Now in its sixth year, the competition is wildly popular among contestants and fans. The Extreme Huntress Competition continues to set the bar for serious outdoors women, while at the same time providing positive role models for women who are new to hunting, shooting and other traditional outdoor sports.
Beginning Sunday, October 5th at 8:30pm EST, the first episode of Extreme Huntress will air online. Afterwards you can vote on which Extreme Huntress you think should win that episode. These short, 15-minute episodes will air each week for a total of 13 weeks. Every week you get a new chance to vote!
Below is Shannon’s essay as submitted with her application.

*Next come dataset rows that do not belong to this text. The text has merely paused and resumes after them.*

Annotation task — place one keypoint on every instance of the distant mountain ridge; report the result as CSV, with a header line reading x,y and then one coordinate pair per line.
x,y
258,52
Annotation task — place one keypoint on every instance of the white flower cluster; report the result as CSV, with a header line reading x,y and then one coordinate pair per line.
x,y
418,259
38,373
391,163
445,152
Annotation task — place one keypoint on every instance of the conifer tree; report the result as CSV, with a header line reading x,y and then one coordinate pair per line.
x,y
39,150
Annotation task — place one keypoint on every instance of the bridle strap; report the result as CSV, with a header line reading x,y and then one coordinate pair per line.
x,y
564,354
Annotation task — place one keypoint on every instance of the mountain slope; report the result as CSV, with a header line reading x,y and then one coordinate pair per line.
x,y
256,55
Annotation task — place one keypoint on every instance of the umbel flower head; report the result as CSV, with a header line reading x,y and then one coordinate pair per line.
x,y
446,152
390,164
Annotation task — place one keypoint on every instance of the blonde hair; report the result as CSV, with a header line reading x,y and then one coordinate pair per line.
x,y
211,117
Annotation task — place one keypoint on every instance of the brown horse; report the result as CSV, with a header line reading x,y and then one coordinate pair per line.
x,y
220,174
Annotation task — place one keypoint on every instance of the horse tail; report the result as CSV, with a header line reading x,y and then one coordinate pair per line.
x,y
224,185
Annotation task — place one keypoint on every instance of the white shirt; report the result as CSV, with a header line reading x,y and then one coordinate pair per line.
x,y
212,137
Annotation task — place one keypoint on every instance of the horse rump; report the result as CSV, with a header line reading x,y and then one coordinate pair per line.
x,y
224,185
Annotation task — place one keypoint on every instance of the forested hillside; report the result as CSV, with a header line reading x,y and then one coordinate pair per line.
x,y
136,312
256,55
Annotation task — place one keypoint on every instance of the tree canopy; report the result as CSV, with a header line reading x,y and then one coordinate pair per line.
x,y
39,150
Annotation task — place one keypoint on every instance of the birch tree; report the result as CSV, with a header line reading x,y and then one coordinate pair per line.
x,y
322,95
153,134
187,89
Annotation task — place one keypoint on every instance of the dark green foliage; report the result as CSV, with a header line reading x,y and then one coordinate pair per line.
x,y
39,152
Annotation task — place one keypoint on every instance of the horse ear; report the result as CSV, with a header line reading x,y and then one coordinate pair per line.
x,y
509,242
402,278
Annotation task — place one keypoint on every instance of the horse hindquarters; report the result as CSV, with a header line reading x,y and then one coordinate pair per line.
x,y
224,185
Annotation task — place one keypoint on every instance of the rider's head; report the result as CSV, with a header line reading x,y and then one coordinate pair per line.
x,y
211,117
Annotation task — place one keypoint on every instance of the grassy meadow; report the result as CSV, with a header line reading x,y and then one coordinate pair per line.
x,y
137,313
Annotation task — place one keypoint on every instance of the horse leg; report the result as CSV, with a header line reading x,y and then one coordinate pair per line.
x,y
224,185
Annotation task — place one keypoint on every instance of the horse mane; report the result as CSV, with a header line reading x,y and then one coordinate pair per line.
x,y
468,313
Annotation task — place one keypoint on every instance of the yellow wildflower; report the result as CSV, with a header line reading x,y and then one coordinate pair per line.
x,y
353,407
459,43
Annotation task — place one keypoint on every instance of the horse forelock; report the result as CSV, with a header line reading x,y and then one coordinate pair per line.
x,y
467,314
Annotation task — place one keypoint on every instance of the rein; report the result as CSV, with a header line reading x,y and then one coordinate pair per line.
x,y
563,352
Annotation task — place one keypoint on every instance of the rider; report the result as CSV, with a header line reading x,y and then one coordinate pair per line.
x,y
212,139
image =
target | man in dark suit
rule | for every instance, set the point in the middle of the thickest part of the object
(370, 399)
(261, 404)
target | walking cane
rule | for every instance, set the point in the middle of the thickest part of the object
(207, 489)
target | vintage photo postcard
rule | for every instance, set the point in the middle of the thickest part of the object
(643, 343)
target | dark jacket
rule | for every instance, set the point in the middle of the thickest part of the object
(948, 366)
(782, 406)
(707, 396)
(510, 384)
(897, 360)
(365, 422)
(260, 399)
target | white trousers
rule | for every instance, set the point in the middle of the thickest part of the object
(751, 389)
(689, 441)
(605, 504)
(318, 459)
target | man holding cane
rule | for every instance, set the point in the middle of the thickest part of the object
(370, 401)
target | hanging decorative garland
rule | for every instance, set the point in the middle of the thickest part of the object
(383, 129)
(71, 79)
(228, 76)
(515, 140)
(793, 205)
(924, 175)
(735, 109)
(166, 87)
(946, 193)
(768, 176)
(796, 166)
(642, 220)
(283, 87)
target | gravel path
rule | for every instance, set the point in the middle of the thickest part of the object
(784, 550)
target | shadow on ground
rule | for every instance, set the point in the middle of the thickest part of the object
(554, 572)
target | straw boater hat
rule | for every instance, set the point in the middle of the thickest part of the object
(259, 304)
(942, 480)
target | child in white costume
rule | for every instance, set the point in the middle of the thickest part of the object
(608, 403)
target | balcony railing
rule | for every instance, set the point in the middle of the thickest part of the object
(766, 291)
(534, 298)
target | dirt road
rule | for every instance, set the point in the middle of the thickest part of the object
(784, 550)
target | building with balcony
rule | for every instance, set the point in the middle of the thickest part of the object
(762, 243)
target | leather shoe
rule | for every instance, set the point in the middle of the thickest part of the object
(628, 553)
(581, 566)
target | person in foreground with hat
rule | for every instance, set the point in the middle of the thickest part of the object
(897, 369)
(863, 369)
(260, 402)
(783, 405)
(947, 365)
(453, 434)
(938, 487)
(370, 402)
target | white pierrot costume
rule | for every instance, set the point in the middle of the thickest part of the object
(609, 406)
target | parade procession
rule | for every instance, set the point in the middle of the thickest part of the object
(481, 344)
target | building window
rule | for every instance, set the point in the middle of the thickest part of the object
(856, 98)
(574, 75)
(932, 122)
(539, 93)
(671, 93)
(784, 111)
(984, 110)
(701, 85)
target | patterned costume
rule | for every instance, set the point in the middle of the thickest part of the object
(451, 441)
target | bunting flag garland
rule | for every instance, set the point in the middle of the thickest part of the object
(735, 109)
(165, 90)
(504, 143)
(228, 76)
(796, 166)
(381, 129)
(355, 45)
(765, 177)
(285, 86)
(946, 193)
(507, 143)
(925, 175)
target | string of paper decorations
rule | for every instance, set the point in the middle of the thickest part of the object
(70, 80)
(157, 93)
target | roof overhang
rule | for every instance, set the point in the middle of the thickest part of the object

Am I the world’s most extreme huntress?
I know I am a female hunter, hunting guide, Outfitters Daughter, an outdoors woman, a conservationist, an advocate for all hunters, and a mentor to our next generation of hunters and guides. In our industry today there are many strong, knowledgeable, experienced women all of which provide a contribution to our way of life and our right to hunt, so what makes me stand out from many extreme women. To me being extreme isn’t only about the number of days in the field or how far you have traveled to hunt.
I am a provider. I am a provider of wild, organic, healthy meat. As a woman there is no greater accomplishment to be independent and able to hunt and provide for my family, to step out of the mold of a “wife” or “homemaker” and hold the self-confidence to break out of the stereo type and expand the mold for the next generation of what a wife or mother is. I am a woman who can do it herself without the guidance or assistance from a male. This is knowledge I will pass onto my children and our next generation of hunters; teaching them game preparation, outdoor skills and how to continue as conservationists.

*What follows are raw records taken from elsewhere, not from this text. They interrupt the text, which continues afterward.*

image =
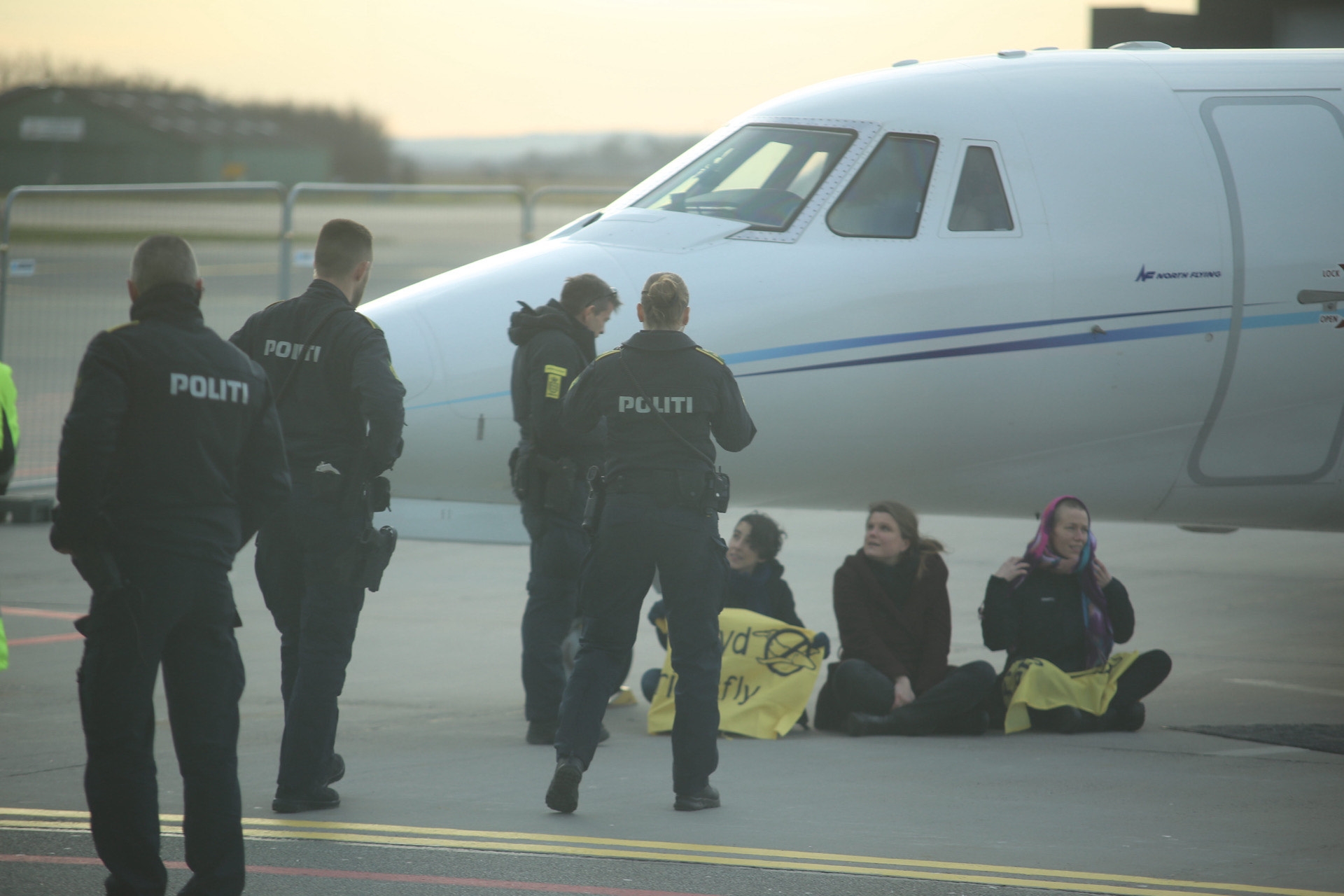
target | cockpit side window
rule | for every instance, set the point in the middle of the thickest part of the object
(888, 197)
(762, 174)
(980, 202)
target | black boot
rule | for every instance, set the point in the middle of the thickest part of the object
(1126, 718)
(564, 793)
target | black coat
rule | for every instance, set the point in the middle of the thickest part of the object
(344, 383)
(553, 349)
(738, 593)
(691, 387)
(172, 440)
(1043, 618)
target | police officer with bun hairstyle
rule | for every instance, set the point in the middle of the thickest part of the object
(662, 397)
(555, 343)
(340, 405)
(169, 460)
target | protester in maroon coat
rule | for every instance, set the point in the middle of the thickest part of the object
(895, 631)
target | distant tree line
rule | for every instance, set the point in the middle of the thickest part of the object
(359, 146)
(622, 160)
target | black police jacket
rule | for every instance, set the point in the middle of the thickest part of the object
(344, 384)
(553, 349)
(691, 387)
(172, 440)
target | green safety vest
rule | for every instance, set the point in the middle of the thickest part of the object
(10, 403)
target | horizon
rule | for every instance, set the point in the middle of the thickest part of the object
(530, 67)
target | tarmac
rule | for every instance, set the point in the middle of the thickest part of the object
(442, 796)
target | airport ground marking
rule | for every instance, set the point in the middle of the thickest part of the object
(479, 883)
(46, 638)
(41, 614)
(1287, 685)
(644, 849)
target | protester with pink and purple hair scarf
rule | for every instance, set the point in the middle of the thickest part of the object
(1058, 613)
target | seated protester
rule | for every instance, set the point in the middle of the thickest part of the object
(1058, 613)
(895, 631)
(756, 583)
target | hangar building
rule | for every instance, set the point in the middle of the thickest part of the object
(112, 136)
(1227, 24)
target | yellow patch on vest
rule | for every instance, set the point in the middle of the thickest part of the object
(554, 375)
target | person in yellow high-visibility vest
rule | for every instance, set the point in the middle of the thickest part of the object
(8, 449)
(8, 428)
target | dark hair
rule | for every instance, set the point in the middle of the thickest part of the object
(342, 246)
(588, 289)
(909, 526)
(664, 298)
(765, 538)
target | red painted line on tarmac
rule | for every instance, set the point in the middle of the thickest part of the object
(45, 614)
(388, 879)
(46, 638)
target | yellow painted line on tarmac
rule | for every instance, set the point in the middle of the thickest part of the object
(696, 853)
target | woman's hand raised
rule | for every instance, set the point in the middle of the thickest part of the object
(1012, 568)
(904, 694)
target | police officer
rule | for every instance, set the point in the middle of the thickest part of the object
(555, 343)
(663, 397)
(169, 458)
(340, 406)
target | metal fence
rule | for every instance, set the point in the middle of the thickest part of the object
(65, 253)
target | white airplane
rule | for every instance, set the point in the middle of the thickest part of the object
(971, 285)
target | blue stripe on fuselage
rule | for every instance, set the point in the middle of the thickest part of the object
(862, 342)
(1155, 331)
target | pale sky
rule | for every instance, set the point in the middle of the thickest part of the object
(500, 67)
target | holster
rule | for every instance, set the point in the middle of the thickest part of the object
(540, 481)
(596, 500)
(374, 548)
(375, 551)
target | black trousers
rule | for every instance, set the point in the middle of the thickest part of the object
(553, 597)
(857, 685)
(178, 613)
(305, 558)
(636, 536)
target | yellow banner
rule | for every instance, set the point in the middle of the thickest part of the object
(769, 671)
(1043, 685)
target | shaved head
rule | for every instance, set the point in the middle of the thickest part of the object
(163, 260)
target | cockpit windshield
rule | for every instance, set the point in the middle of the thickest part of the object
(762, 174)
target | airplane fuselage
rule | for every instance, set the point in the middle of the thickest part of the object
(1142, 314)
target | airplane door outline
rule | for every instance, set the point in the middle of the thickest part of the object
(1194, 468)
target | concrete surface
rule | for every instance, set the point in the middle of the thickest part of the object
(433, 726)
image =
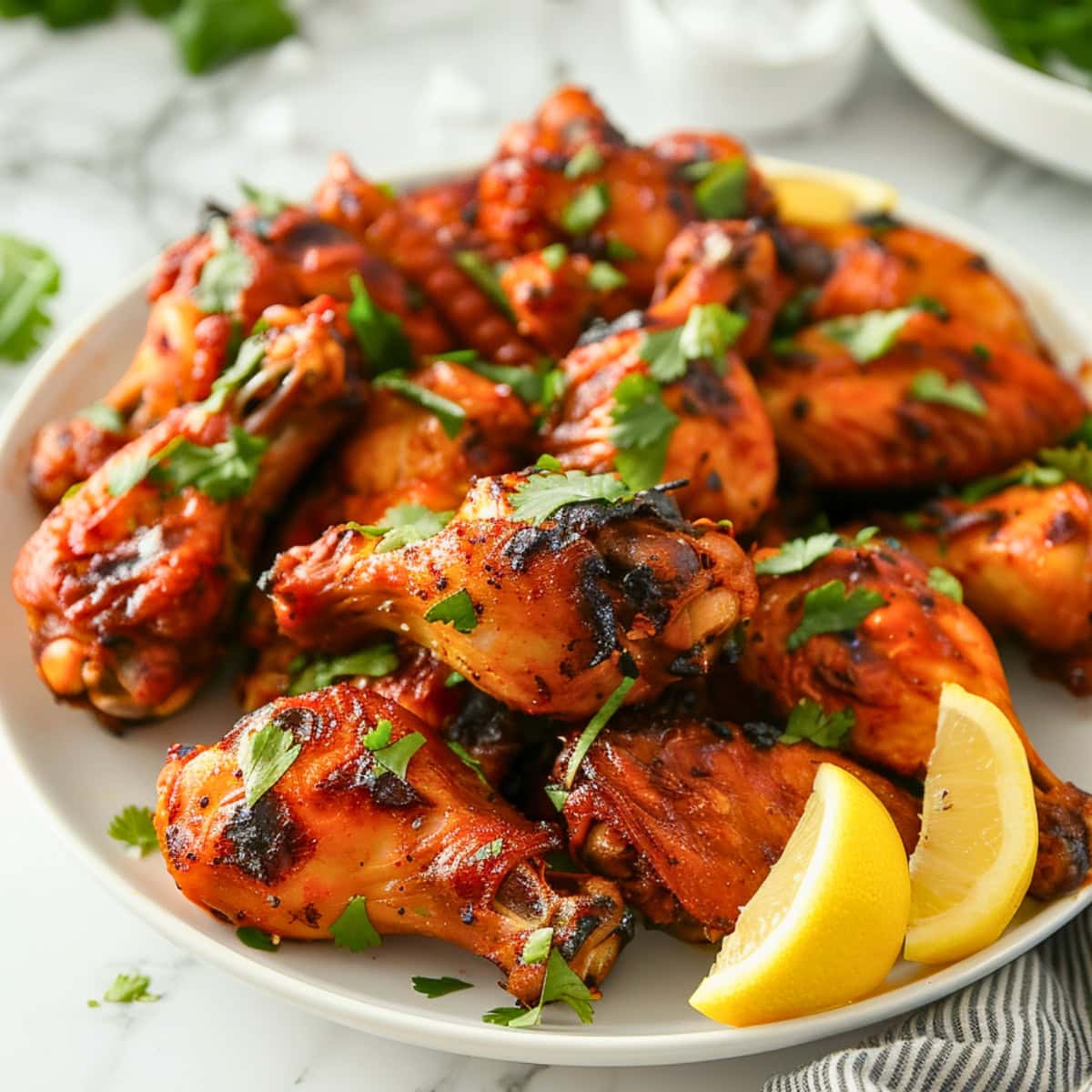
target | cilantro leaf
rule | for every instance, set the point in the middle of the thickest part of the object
(104, 418)
(315, 672)
(796, 555)
(456, 610)
(540, 496)
(943, 581)
(126, 988)
(134, 825)
(480, 271)
(642, 430)
(587, 161)
(227, 274)
(208, 33)
(829, 610)
(808, 721)
(223, 472)
(381, 337)
(258, 939)
(440, 987)
(931, 386)
(585, 208)
(450, 414)
(265, 756)
(595, 725)
(27, 277)
(868, 336)
(353, 928)
(722, 192)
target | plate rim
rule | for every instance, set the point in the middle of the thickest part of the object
(560, 1046)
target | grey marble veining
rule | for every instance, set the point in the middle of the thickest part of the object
(106, 152)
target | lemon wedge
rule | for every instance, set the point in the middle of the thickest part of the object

I am a hunter. I hold a passion to be in the outdoors; I sit silent for hours with the anticipation of pulling the trigger and harvesting an animal. To hike the mountains for miles with the hope I will soon spot movement or hear the crack of a branch. Hunting to me is not only about the harvest, it is about time spent in the wilderness, developing serenity, learning patience and defeat.
I am a Guide; “a person who advises or shows the way to others.” Growing up as an outfitters daughter on the Central Coast of British Columbia I started getting my hands dirty around the same time I started walking. I developed hunting and guiding skills from my father as an outfitter along with watching the guides and many hunters. I learned gun handling and field dressing around the same time I learnt how to read. To me hunting and guiding is second nature, it is who I am and where I hold the most knowledge and confidence.
I am an advocate for hunters all around the world; a personal goal of mine is to provide uninformed people the tools, resources and accurate information to help them make an informed decision on hunting and the consumption of wild game. Unfortunately, the majority of youth today are becoming more removed from our heritage as hunters and are becoming more reliant on the way of today’s world of electronics. If each mother can encourage their children to get outdoors and experience hunting then I personally feel we are raising our children right and teaching them the fundamentals they need to develop into well-rounded, informed adults. As a result we are continuing a family tradition and building the next generation of hunters and conservationists.
I don’t believe being an extreme huntress is based on your trophy room or the years of experience you hold in the field, I believe what makes you extreme is the level of passion you hold, the dedication to the industry and your actions to help build our next generation of Hunters.
This is why I feel I am an Extreme Huntress.
Congratulations again to Shannon Lansdowne Extreme Huntress 2016.